The Virgin of the Sun eBook

This eBook from the Gutenberg Project consists of approximately 351 pages of information about The Virgin of the Sun.

The Virgin of the Sun eBook

This eBook from the Gutenberg Project consists of approximately 351 pages of information about The Virgin of the Sun.

“It’s all right,” he said triumphantly, “it’s vegetable ink, and this stuff has the power to bring it up as it was on the day when it was used.  It will stay like that for a fortnight and then fade away again.  Your manuscript is pretty ancient, my friend, time of Richard II, I should say, but I can read it easily enough.  Look, it begins, ’I, Hubert de Hastings, write this in the land of Tavantinsuyu, far from England where I was born, whither I shall never more return, being a wanderer as the rune upon the sword of my ancestor, Thorgrimmer, foretold that I should be, which sword my mother gave me on the day of the burning of Hastings by the French,’ and so on.”  Here he stopped.

“Then for heaven’s sake, do read it,” I said.

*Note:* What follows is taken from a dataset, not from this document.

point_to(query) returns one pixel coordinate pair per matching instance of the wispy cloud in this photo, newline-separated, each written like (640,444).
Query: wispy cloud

“My dear friend,” he answered, “it looks to me as though it would mean several months’ work, and forgive me for saying that I am paid a salary for my time.  Now I’ll tell you what you have to do.  All this stuff must be treated, sheet by sheet, and when it turns black it must be photographed before the writing fades once more.  Then a skilled person—­so-and-so, or so-and-so, are two names that occur to me—­must be employed to decipher it again, sheet by sheet.  It will cost you money, but I should say that it was worth while.  Where the devil is, or was, the land of Tavantinsuyu?”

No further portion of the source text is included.